Published Thursday, April 17, 1997, in the Miami Herald

Clinton donor worked for Castro regime

By CHRISTOPHER MARQUIS and JUAN O. TAMAYO
Herald Staff Writers

WASHINGTON -- An American citizen who worked for decades for the Marxist government of Cuba and remains an outspoken admirer of President Fidel Castro contributed $62,000 to the Democratic Party and its candidates for the 1996 election, The Herald has learned.

John Henry Cabañas appears to have violated the U.S. embargo on Cuba by working for the Havana government. And two former Cuban intelligence officers say they knew Cabañas as a Cuban counterintelligence agent who spied on foreigners in Havana.

Cabañas flatly denied to The Herald that he ever worked for Cuban intelligence, and said he gave the funds in a completely legal effort to influence U.S. policy makers to lift the U.S. embargo against Cuba.

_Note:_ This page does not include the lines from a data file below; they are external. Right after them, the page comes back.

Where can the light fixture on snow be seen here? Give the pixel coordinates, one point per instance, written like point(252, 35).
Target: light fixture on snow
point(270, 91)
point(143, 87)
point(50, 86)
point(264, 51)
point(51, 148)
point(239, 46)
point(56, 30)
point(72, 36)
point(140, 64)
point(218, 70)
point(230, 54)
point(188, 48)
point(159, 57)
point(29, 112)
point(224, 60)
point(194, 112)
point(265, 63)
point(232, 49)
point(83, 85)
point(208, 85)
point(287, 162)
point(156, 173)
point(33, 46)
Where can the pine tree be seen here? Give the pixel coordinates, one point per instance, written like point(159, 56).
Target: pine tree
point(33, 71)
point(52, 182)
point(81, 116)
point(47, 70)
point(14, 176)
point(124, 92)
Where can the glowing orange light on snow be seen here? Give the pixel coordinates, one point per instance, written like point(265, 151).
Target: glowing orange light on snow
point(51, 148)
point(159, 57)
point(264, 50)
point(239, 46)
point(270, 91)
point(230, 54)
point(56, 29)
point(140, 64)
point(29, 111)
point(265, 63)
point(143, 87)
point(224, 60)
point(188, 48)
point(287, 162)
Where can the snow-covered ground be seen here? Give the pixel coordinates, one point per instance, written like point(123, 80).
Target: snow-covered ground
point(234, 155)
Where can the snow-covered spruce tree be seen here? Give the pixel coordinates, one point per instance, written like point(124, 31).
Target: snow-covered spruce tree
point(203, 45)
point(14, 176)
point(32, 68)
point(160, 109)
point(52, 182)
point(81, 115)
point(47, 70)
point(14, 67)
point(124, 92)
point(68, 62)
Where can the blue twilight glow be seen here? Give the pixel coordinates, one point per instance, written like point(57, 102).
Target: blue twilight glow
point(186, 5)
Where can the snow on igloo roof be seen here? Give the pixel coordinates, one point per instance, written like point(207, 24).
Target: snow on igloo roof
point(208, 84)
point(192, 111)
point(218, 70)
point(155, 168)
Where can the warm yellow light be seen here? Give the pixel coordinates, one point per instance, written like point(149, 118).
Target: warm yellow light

Cabañas, founder of an airline charter company that arranges flights to Cuba, has raised suspicions among many exiles -- including some who advocate a political dialogue between Washington and Havana -- because he has prospered in business through his high-level contacts in Havana, including his friendship with Castro.

A Key West native who moved to Cuba soon after Castro's revolutionary triumph and lived there for 27 years before returning in 1988, Cabañas defends his activities and politics.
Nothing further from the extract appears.